Longmont woman comes home to find people ransacking her house

Was it estate sale confusion or outright theft?
Posted at 4:32 PM, Mar 27, 2018
and last updated 2018-03-27 19:31:23-04

LONGMONT, Colo. -- Mary Andrews still can't believe what happened.

She came home from running errands last Friday and saw several people, with their arms full of her belongings, coming out of her house.

"My house was being vandalized," she said. "I thought, why are these people coming out of my house?"

She said she confronted them.

"I said, 'What's going on?' And they said, 'Oh everything is free.' I said, 'No it's not. This is my house,' and they said, 'No, a lady said everything is free.'"

Andrews said a neighbor a few doors down was having an estate sale. Some of the stuff there apparently was free.

Andrews added that her neighbor had posted signs advertising the estate sale, but not all of them had addresses printed on them.

Was there confusion?

Andrews' daughter-in-law, Leslie Cockrum, doesn't think so.

"I have a theory," she said. "Somebody realized no one was home and went in and came out with stuff, (saw other people) and told someone just so they wouldn't look like they were stealing."

"You could tell they knew what they were doing," Andrews said. "They were quick at it."

Andrews said everything from jewelry to toilet paper disappeared, as did her college-age grandson's computer and three cameras.

"It was awful," she said. "I think I'm still in shock from it."

Andrews said she noticed her garden windmill in the back of someone's car.

"I said, 'That's my windmill,' and he said, 'No it's not.' I said, 'Yes it is and I want it back.'"
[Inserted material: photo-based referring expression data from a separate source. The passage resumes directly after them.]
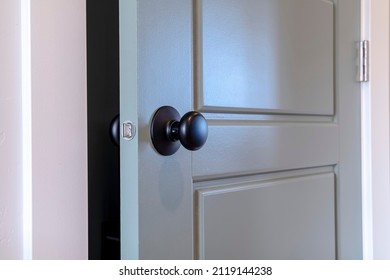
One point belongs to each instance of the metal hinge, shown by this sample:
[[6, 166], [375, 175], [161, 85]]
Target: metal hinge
[[363, 61]]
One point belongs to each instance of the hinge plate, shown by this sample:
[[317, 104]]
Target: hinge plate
[[363, 61]]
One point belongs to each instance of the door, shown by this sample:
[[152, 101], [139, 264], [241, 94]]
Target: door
[[279, 174]]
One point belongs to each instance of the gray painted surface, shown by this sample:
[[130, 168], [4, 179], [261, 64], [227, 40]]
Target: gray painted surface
[[247, 136]]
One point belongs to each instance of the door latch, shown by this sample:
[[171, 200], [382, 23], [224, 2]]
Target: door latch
[[128, 131]]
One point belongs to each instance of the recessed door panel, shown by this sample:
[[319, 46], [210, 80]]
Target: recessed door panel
[[265, 56], [291, 218]]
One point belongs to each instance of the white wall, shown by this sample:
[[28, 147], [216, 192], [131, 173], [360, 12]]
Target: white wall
[[378, 105], [11, 220], [58, 196], [59, 129]]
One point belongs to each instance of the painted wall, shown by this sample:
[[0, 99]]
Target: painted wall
[[59, 132], [380, 129], [59, 129], [11, 220]]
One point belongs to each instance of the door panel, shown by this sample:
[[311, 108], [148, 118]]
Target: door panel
[[255, 147], [288, 218], [275, 81], [265, 56]]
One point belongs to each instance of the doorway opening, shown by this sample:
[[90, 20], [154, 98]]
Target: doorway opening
[[103, 106]]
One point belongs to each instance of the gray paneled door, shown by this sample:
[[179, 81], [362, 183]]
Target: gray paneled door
[[279, 175]]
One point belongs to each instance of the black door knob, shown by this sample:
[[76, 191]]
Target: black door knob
[[167, 131]]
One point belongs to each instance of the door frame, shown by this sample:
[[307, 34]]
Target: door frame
[[375, 133]]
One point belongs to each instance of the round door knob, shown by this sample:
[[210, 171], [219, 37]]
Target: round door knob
[[167, 131]]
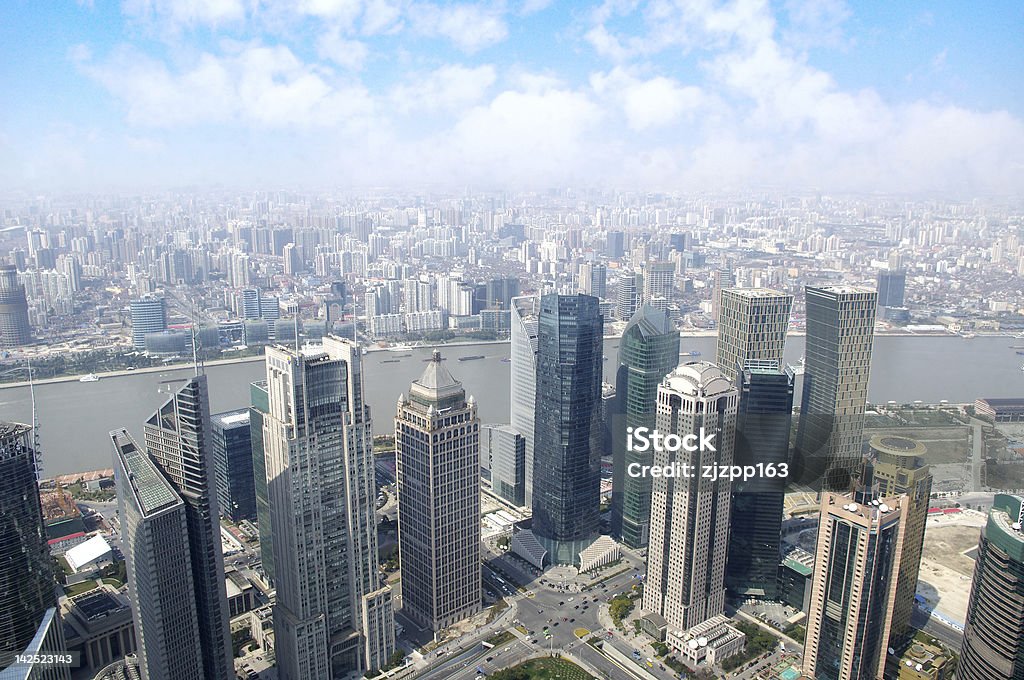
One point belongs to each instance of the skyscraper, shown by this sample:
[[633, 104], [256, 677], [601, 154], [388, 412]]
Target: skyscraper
[[763, 423], [148, 314], [993, 635], [689, 515], [437, 439], [568, 429], [898, 467], [837, 367], [179, 442], [232, 456], [523, 371], [27, 586], [317, 450], [752, 326], [854, 587], [14, 328], [648, 351], [628, 295], [158, 557]]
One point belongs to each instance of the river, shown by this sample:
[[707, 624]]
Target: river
[[75, 417]]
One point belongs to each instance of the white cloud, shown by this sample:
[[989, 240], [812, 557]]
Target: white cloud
[[469, 27], [452, 87]]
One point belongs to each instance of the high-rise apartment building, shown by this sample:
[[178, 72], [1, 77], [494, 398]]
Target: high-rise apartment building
[[148, 314], [523, 383], [763, 424], [628, 295], [853, 591], [648, 351], [993, 634], [752, 326], [27, 585], [567, 431], [837, 367], [179, 442], [232, 456], [437, 439], [689, 514], [14, 328], [898, 467], [316, 447], [158, 557], [658, 281]]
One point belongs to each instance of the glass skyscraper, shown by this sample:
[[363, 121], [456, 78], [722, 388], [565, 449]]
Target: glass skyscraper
[[27, 586], [178, 440], [763, 423], [647, 352], [567, 426], [837, 368]]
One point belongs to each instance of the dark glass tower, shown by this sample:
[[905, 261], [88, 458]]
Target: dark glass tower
[[233, 457], [763, 425], [26, 578], [993, 636], [647, 352], [178, 440], [567, 429]]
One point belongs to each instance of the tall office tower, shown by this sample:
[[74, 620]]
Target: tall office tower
[[566, 452], [259, 408], [437, 439], [892, 285], [837, 366], [27, 586], [763, 422], [628, 295], [853, 590], [250, 303], [158, 557], [658, 281], [898, 467], [178, 441], [316, 445], [523, 369], [647, 352], [752, 326], [232, 457], [14, 328], [148, 314], [993, 634], [689, 516], [506, 452], [614, 245]]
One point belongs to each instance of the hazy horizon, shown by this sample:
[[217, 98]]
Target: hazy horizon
[[685, 97]]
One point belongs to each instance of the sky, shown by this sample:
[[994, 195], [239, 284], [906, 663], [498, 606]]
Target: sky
[[685, 95]]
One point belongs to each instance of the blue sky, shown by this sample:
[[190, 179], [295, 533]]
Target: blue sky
[[671, 94]]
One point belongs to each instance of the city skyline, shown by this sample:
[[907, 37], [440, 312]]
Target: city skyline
[[529, 93]]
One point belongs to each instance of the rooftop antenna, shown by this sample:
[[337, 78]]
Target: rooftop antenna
[[200, 369]]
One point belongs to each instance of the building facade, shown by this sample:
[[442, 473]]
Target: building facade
[[316, 444], [837, 368], [763, 424], [648, 351], [437, 442], [854, 587], [689, 514], [178, 439], [993, 634], [28, 590], [567, 427], [158, 557], [752, 326], [232, 456]]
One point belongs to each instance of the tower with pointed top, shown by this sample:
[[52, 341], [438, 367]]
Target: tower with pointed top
[[436, 432]]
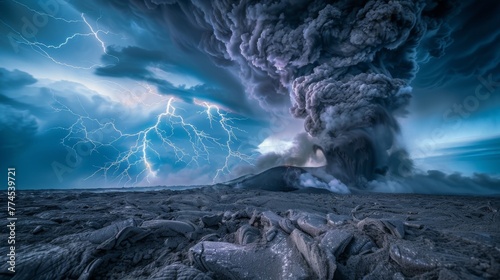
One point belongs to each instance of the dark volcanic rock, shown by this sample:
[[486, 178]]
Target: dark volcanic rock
[[226, 233]]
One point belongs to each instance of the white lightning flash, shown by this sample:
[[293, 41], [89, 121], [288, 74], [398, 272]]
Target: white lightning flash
[[45, 49], [137, 152]]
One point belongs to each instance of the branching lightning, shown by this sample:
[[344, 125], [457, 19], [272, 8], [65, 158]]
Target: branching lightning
[[44, 48], [226, 123], [139, 155]]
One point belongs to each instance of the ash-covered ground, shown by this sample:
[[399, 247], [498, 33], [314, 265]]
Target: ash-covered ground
[[220, 232]]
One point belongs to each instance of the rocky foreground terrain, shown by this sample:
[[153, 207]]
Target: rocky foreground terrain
[[225, 233]]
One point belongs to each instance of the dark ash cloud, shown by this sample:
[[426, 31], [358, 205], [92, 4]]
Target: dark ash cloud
[[347, 65]]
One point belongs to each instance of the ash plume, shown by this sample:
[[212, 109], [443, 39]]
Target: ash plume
[[347, 65]]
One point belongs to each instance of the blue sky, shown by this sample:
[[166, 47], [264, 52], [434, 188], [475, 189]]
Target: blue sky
[[110, 94]]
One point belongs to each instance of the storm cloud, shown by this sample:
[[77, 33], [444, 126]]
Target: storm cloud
[[347, 65]]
She said someone else had taken the matching lawn chairs.

Police Report

Andrews called police.  They took a report and told Denver7 that it appears there was a great deal of confusion about the estate sale elsewhere on the block.

When asked if anyone who had taken items from Andrews house had contacted police, Cmdr. Joel Post said he wasn't aware of any calls.

Items left behind

Some people left what they had gabbed once they were confronted by Andrews. Others did not.

"A woman (in a car) at the end of the block sped off," Cockrum said. "She knew what was happening."

Andrews said she hopes people who see this story will realize they took items that didn't belong to them and will bring them back.

"You never know what people are going to do," she said. "You just hope for the best."